Para o autor o regime de propriedade e o sistema tributário, que o conforma, têm um papel determinante nos padrões de acumulação entre os diversos setores da economia. Ou seja, é o direito que, em grande medida, determina se a riqueza advirá mais do mérito e da engenhosidade ou decorrerá em maior grau do capital hereditariamente acumulado.

De acordo com Piketty o desenho adotado pelas instituições do capitalismo maduro tem gerado, necessariamente, maiores taxas de retorno para o capital do que de crescimento. A consequência é que a renda vai cada vez se concentrando mais. Dessa forma, a desigualdade não deve ser vista como um acidente de percurso decorrente da livre interação de agentes econômicos, mas sim como consequência de escolhas institucionalizadas juridicamente.

Mesmo a adoção de uma constituição generosa, como a brasileira, que estabelece vários mecanismos de redistribuição, por intermédio de direitos universais à educação, à saúde ou à assistência social, pode ser neutralizada por um sistema tributário altamente regressivo.

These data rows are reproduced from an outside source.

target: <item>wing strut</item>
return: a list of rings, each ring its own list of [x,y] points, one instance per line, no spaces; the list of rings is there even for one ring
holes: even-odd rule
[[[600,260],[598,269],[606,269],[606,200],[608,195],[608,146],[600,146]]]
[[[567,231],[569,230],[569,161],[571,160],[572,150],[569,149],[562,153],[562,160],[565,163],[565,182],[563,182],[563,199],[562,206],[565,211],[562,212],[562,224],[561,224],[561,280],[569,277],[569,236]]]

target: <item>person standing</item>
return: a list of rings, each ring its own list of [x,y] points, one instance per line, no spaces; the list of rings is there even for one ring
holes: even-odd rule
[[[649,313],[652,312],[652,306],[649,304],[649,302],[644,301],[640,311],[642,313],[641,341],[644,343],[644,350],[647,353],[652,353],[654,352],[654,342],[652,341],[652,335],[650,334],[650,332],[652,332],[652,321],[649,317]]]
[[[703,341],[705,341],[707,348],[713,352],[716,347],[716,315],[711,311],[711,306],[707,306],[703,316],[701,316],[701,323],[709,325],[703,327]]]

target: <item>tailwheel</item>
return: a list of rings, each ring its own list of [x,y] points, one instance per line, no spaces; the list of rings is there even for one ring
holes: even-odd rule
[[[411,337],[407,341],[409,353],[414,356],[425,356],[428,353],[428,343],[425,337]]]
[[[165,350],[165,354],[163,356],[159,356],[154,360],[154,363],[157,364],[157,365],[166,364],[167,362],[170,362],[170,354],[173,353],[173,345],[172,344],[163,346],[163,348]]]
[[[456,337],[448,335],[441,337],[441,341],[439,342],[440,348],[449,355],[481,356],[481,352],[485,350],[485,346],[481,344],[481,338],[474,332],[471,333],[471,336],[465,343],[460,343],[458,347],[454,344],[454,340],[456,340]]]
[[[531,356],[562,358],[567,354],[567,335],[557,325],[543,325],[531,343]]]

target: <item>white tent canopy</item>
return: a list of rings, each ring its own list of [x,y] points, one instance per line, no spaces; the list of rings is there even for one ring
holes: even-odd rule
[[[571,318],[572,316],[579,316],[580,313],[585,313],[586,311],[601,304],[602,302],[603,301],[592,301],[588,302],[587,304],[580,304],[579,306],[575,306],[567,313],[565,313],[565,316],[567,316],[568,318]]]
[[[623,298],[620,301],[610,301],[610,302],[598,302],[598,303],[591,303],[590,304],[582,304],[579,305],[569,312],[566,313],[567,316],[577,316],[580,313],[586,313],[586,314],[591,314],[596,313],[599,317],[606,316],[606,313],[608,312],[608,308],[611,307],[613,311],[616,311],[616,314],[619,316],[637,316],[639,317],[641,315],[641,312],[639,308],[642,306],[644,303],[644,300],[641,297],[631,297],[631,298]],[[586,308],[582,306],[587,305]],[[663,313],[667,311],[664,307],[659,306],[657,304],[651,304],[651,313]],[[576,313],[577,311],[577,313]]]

Basta lembrar que cerca de 45% da renda das famílias brasileiras que ganham menos de 2 salários mínimos volta para o Estado por força de diversos tributos. Já para as famílias que recebem mais de 30 salários mínimos, esse valor gira em torno de 25% da renda. Em resumo, quanto menos se ganha mais se paga.

No Brasil, além da regressividade tributária, falta transparência fiscal, o que impediu ao próprio Piketty investigar as entranhas de nosso sistema de distribuição de riqueza.

Há também muitos outros mecanismos que favorecem a concentração da renda, como empréstimos com juros subsidiados para as empresas chamadas de campeãs nacionais, discricionariamente escolhidas pelo BNDES, associados a generosíssimas taxas de juros que remuneram o capital voltado a cobrir os gastos públicos. Estima-se que os gastos com tais juros sejam 10 vezes maiores do que os realizados com a Bolsa Família.

As consequências do aprofundamento da desigualdade são desastrosas por múltiplas razões. Conforme explica Piketty, um dos seus efeitos mais perversos é a maneira pela qual a desigualdade favorece a captura dos mecanismos de representação democráticos pelos interesses de uma minoria privilegiada, fazendo da cidadania um perigoso simulacro.

No mesmo sentido, poderíamos dizer que a erosão do tecido social, provocada pela profunda e persistente desigualdade, gera necessariamente uma forte distorção na capacidade do Estado em aplicar a lei de forma justa e imparcial, como a experiência brasileira tem reiteradamente demonstrado.